A number of electrical and/or electronic components in motor vehicles is continuously increasing. This trend is due to attempts, firstly, to improve comfort for occupants of the motor vehicle, and, secondly, to improve safety during operation of the motor vehicle. Particularly for the purpose of increasing safety, ever more complex assistance systems are used. These assistance systems assist a driver of the motor vehicle and intervene in dangerous situations in order to prevent accidents. In principle, the assistance systems are also able to control the motor vehicle completely and without intervention by the driver, so that autonomous driving is possible.
As the number of electrical or electronic components increases, more installation space is accordingly required, but installation space is very scarce in a motor vehicle. Attempts are therefore made to also accommodate at least some of the electrical and/or electronic components in locations where they have not been arranged or have been arranged only in specific cases to date. Increasingly, a windshield is at least sometimes used to arrange the electrical and/or electronic components in the vehicle. Up until recently, only an interior rearview mirror was fastened, for example via a suction cup, to that side of the windshield that faces an interior compartment of the motor vehicle. However, the interior rearview mirror had no functions that would make cabling of the interior rearview mirror to the on-board electronics system of the motor vehicle necessary. However, modern interior rearview mirrors have electrical and/or electronic functions. Electronically dimmable mirrors exist for example.
For example, it is known in a case of taxis that a current price of the taxi journey is displayed in the interior rearview mirror. Furthermore, the interior rearview mirror can be connected to a reversing camera of the motor vehicle, as a result of which a separate display in the dashboard of the motor vehicle can be dispensed. The reversing camera is usually activated and its image signals displayed only during reversing. However, it is also feasible to display the image signals from the reversing camera permanently in the interior rearview mirror. In this way, the traffic situation behind the motor vehicle in question can also be observed by the driver when the motor vehicle in question is heavily loaded and therefore the view through the rear windshield is obscured. A measure of this kind is also suitable for transporters that do not have a rear windshield and therefore there is no option of observing the traffic situation behind the motor vehicle in question via the interior rearview mirror.
Further electrical and/or electronic components that can be arranged in a region of the windshield are rain sensors and cameras, where the cameras serve, in particular, to identify road signs, as a result of which, for example, a speed of the vehicle can be accordingly adjusted.
In order to be able to arrange the electrical and/or electronic components in the region of the windshield, housings that usually have at least two housing parts are used. A housing of this kind is known from DE 20 2006 020 938 U1. A first housing part has a fastening area that the housing part in question bears against that side of the windshield that faces the interior compartment of the motor vehicle and can be connected thereto, for example by adhesive bonding. The other housing part is mounted, for example, onto the first housing part and fastened by means of a latching connection. In the process, the first and the second housing part surround a cavity in which the electrical and/or electronic components can be arranged. If one or more of the components has to optically interact with the surrounding area, as is the case in rain sensors and cameras for example, the housing part which bears against the windshield can have a corresponding cutout.

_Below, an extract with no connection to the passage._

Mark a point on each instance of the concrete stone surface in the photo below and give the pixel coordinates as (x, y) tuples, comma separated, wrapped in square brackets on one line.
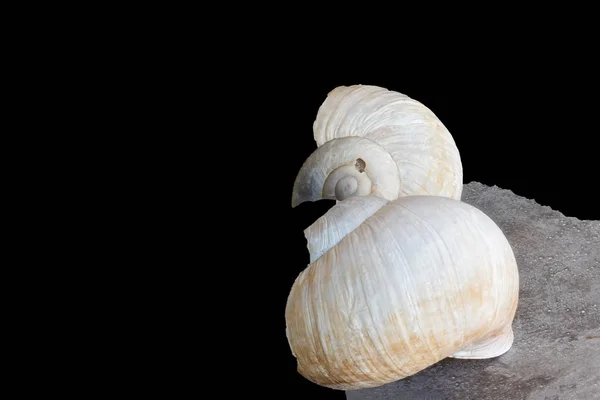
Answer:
[(556, 352)]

The electrical and/or electronic components have to be conductively connected to the on-board electronics system of the motor vehicle in order to be supplied with electrical energy and/or to be able to interchange signals with the on-board electronics system. To this end, the electrical and/or electronic components are connected to the on-board electronics system by way of corresponding electrical cables and also plugs and corresponding sockets.
Attempts are made to design the housing, in which the electrical and/or electronic components are arranged in the region of the windshield, to be as small as possible. One reason for this, amongst others, is that the view through the windshield, in particular for the driver, should be impaired as little as possible. In addition, the design of the interior compartment of the motor vehicle should be determined by the housing as little as possible. Consequently, the cavity available for this purpose should be of very narrow dimensions, as a result of which assembly and, in particular, cabling is relatively complicated and manufacture is made more expensive.